Meta Unveils Llama 3, the Most Powerful Open Source Model Yet

Meta unveils new Llama 3 model trained on a dataset seven times larger than the one used to build Llama 2

Ben Wodecki, Jr. Editor

April 19, 2024

5 Min Read
A digital drawing of a white and brown llama stood in a green field next to a giant blue number three
AI Business via ChatGPT

At a Glance

  • Meta's new Llama 3 claims AI performance crown as the "most capable" open source model yet.
  • The company unveils state-of-the-art 8B and 70B parameter versions of its Llama language model.
  • The new models boast architectural innovations and pretraining improvements powering superior performance.

Meta has unleashed Llama 3, its next-generation open-source language model that establishes new performance heights in reasoning, code generation and instruction following.

The company is touting Llama 3 as "the most capable openly available” large language model to date, outclassing offerings from rivals like Google and Anthropic at similar scales.

The Llama series of large language models is among the most important in the AI space, powering many applications and forming the basis for models developers have built upon including Vicuna and Alpaca.
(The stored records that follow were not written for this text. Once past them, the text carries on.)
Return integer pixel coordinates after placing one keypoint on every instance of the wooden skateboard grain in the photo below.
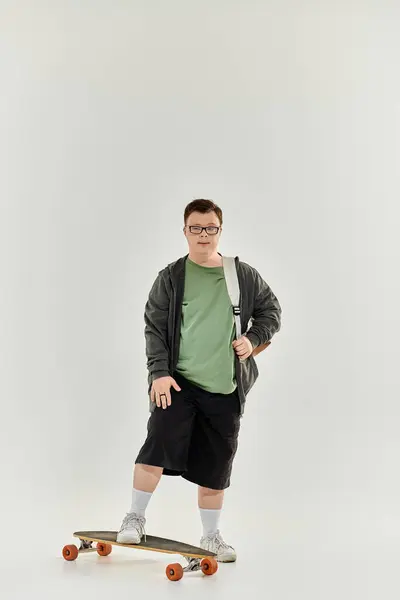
(153, 543)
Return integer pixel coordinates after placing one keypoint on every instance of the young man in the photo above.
(199, 374)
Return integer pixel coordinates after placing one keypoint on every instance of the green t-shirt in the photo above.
(206, 355)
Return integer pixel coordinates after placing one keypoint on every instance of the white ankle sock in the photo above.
(210, 519)
(140, 501)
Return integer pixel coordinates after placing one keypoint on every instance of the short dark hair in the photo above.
(203, 206)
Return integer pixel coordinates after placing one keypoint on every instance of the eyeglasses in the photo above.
(211, 230)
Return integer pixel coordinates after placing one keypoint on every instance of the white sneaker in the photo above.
(132, 529)
(214, 543)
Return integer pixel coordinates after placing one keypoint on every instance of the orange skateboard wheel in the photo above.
(174, 572)
(104, 549)
(70, 552)
(209, 566)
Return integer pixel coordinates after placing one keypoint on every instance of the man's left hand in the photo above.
(243, 347)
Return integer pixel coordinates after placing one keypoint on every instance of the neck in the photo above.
(213, 260)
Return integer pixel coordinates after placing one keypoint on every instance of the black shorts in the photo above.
(196, 437)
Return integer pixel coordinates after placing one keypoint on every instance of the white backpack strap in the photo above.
(232, 283)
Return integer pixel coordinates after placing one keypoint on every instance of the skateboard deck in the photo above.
(197, 558)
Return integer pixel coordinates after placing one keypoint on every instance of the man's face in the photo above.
(204, 243)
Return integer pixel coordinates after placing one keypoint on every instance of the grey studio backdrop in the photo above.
(115, 115)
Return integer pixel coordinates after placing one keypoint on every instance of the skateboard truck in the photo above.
(197, 558)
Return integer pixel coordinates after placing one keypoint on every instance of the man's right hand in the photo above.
(162, 386)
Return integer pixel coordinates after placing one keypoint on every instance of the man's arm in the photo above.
(266, 317)
(156, 320)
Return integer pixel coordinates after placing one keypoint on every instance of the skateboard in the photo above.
(197, 558)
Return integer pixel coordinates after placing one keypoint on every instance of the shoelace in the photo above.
(135, 521)
(220, 543)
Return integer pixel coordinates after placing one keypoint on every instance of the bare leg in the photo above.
(211, 499)
(146, 477)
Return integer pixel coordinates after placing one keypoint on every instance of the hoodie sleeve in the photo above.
(156, 328)
(266, 317)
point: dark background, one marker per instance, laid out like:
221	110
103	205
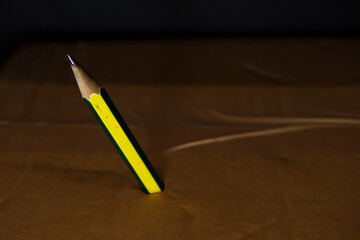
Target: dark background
23	21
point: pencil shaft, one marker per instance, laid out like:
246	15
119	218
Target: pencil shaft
123	140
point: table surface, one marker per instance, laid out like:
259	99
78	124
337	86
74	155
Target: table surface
255	138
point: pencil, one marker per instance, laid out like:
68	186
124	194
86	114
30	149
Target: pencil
105	112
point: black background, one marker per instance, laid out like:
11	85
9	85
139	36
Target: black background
23	21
“This next generation of Llama demonstrates state-of-the-art performance on a wide range of industry benchmarks and offers new capabilities, including improved reasoning,” according to Meta’s announcement.
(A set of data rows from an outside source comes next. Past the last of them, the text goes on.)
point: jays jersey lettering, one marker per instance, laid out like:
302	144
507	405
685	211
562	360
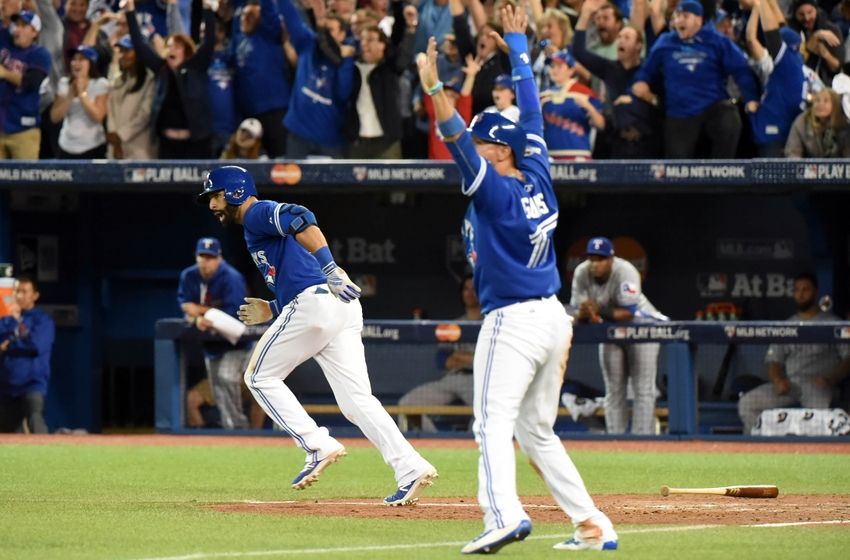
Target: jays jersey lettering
287	267
509	226
622	289
783	98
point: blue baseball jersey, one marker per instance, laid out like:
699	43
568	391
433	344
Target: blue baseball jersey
25	365
225	290
783	98
19	106
287	267
510	223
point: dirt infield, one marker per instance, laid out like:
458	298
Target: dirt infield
627	509
630	509
690	446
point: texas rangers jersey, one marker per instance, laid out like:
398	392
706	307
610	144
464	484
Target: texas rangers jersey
622	289
287	267
509	226
225	290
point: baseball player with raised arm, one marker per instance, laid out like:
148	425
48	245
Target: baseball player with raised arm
608	288
522	348
316	314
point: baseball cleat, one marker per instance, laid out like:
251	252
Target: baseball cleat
490	542
590	536
409	493
313	469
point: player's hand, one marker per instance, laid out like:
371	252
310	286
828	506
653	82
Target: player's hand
426	63
254	311
782	386
341	286
514	21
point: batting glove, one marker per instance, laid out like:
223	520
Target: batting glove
254	311
341	285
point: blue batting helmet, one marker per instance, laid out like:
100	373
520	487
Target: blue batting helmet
235	181
493	127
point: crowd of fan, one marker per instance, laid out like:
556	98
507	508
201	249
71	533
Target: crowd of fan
248	79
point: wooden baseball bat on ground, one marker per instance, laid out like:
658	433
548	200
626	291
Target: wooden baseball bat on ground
748	491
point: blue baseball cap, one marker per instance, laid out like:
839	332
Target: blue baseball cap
601	246
88	52
790	37
28	17
503	80
565	57
690	6
125	42
208	246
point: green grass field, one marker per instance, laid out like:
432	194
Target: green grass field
134	502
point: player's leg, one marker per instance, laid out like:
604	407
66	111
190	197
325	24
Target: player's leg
612	362
343	361
229	389
535	433
291	339
504	367
643	369
33	404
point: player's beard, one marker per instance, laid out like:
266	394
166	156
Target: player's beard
228	215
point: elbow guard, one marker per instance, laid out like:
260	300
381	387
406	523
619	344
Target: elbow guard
299	218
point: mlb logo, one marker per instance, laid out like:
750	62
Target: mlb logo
617	333
135	175
629	289
810	171
842	332
657	170
717	282
360	173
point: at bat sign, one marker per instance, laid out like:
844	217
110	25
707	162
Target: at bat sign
740	491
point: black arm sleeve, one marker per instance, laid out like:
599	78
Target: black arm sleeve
463	37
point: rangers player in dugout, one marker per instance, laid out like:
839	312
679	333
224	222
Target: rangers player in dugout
316	314
608	288
522	348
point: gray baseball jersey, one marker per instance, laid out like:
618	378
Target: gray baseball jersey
622	289
807	360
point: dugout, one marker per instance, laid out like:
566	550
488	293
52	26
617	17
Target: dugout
107	241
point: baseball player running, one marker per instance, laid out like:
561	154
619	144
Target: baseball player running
317	315
525	337
607	288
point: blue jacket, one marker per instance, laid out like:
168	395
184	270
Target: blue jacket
322	90
25	365
695	71
262	73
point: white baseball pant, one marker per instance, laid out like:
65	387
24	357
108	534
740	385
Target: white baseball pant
519	365
317	325
619	363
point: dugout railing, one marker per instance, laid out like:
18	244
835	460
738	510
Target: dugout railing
400	356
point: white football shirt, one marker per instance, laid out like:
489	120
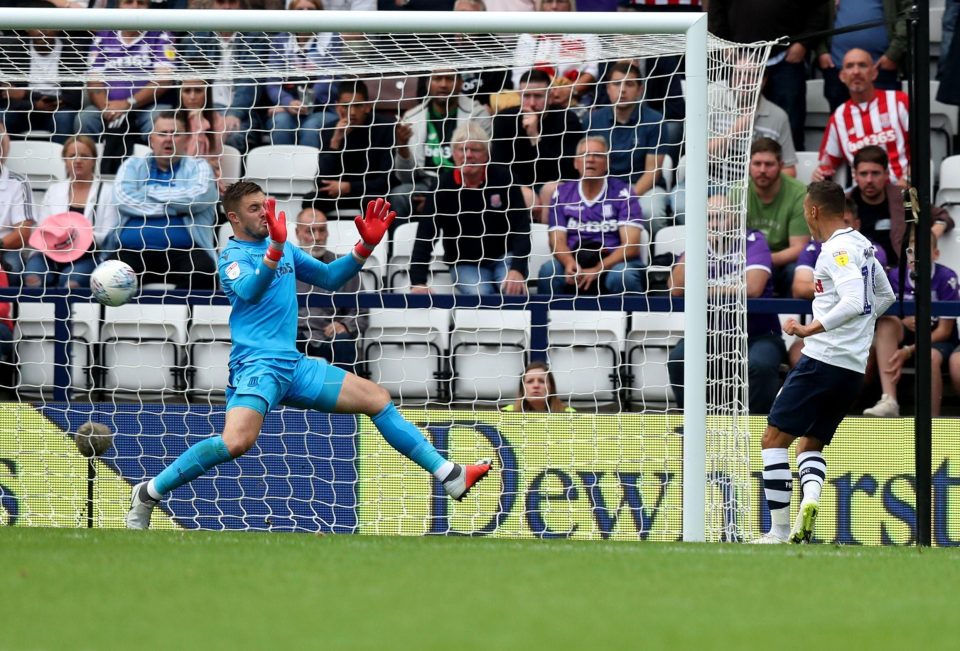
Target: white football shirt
847	256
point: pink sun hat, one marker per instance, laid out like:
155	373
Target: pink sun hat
64	237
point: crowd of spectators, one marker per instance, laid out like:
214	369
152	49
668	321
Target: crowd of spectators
559	139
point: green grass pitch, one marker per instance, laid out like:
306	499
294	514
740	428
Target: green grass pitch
83	589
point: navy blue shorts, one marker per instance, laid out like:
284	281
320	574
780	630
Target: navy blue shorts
814	399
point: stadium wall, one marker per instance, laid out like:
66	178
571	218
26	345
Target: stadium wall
599	477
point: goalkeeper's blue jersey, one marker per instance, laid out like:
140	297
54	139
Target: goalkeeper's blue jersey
263	322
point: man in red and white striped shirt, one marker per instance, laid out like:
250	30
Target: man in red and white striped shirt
869	117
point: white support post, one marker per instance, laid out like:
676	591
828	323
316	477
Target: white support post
695	290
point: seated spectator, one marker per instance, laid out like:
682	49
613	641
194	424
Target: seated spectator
538	392
880	203
16	212
167	203
537	144
205	125
331	333
230	58
869	117
64	253
775	208
895	338
42	103
886	43
596	227
355	159
484	220
803	283
479	85
633	130
423	140
300	101
765	349
736	110
81	192
121	106
573	56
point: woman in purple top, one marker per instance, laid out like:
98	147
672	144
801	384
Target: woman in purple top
894	340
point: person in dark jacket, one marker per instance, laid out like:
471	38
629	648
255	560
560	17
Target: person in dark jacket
355	158
484	220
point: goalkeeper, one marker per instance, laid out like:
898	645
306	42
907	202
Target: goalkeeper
259	276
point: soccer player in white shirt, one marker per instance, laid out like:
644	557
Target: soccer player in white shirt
851	291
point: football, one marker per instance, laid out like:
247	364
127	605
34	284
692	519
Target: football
113	283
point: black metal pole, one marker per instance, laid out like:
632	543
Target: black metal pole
91	479
919	31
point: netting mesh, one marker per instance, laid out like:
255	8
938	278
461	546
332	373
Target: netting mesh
277	113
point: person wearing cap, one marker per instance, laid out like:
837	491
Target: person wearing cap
83	191
64	252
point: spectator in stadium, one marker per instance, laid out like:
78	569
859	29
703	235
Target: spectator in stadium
167	203
596	227
16	212
81	192
538	145
748	21
423	140
63	255
887	44
869	117
356	158
895	337
229	57
537	392
775	208
484	220
803	282
205	125
42	103
573	56
737	110
328	332
120	106
300	101
633	130
880	203
765	348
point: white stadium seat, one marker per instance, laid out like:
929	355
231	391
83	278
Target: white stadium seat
651	336
284	170
144	347
585	353
405	351
488	352
209	341
38	160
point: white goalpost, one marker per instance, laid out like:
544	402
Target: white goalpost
627	464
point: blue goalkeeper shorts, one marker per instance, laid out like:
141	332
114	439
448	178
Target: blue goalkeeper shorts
305	382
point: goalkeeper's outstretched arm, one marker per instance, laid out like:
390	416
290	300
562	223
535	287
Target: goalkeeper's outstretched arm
373	225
The new models understand language nuances and can handle complex tasks like translation and dialogue generation.

Meta boosted the model’s scalability and performance allowing Llama 3 to handle multi-step tasks. The Facebook parent company boasted that the model “drastically elevates capabilities” like reasoning, code generation and instruction following.

Llama 3 also has a lower prompt refusal rate than prior versions as Meta’s AI engineers adopted a more refined post-training process which also boosted the diversity of the model’s answers.

Related:Meta Next-Gen AI Chips to Power Recommendations, Ranking

Llama 3 comes in two sizes - eight billion parameters, making it slightly larger than the prior smallest Llama model, and a 70 billion parameter version.

Both versions have an 8k context length, meaning they can handle inputs of around 6,000 words of context.

Businesses can build with Llama 3 from today. It’s available to download from Meta’s website. It’s also accessible on cloud services, including AWS via Amazon SageMaker JumpStart.

The Llama 3 models are also coming to Databricks, Google Cloud, Hugging Face, IBM watsonX, Nvidia Nim and Microsoft Azure among many others.

The model supports hardware from a variety of providers including AMD, AWS, Dell, Intel, Nvidia and Qualcomm.

The latest models are powering Meta AI, Meta’s new chatbot solution, which is currently limited to responses in English to users in a dozen countries, including the U.S., Canada, Singapore and New Zealand.

More to Come

Meta announced the launch of two Llama 3 models but said these are "just the beginning.”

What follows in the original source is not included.